You didn't say anything about where you are. To me, it is odd to be starting broccoli, peppers, tomatoes at the same time. Broccoli is a cold weather crop, very hardy and frost tolerant, but does not like heat, tends to fizzle out once it gets hot. Tomatoes and peppers are summer crops that can't stand any frost. Unless you are in the frozen north, it is probably too late to be starting broccoli and peppers from seed. Broccoli because the started transplants go in the garden a month or more before your average last frost date. I planted my broccoli seeds indoors in late Jan., transplanted them into the garden the first week in March (but your climate may be very different, not suggesting those are the appropriate times for you, just giving a sample of how this works).

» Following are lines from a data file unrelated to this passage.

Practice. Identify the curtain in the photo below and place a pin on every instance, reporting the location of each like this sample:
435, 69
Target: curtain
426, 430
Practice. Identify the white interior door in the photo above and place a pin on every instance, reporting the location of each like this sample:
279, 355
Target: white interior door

The peppers go out a lot later, but they are very slow growing. I start my pepper seeds indoors in late Jan to be transplanted in to the garden some time after mid-April. That could be rushed a bit, if you didn't mind transplanting smaller plants. I like to have good sized transplants.

If you are in a cold climate, now may be appropriate for the tomatoes, which don't go out until after danger of frost is past and are quicker growing. I am repotting my tomato plants again, because they are outgrowing the space under my lights. Oh and it is common for indoor tomato plants to get a purplish color on the underside of the leaves. I don't know what causes it, not enough light or some nutrient deficiency or what. But it doesn't seem to harm them and disappears once they go outside.

It might be good for you to buy some well started plants from a good nursery and try the indoor seed starting thing again next year, with more experience and a lot of browsing our seed starting section.

PS re "is there anything else I should be giving them?" That also depends, on what they are planted in. If they are planted in seed starting mix, that is sterile without nutrients. Once they have their first true leaves you would need to start fertilizing regularly (weekly, weakly they say, using very dilute fertilizer). If they are in potting soil with Miracle Gro that is enough until they go in the garden.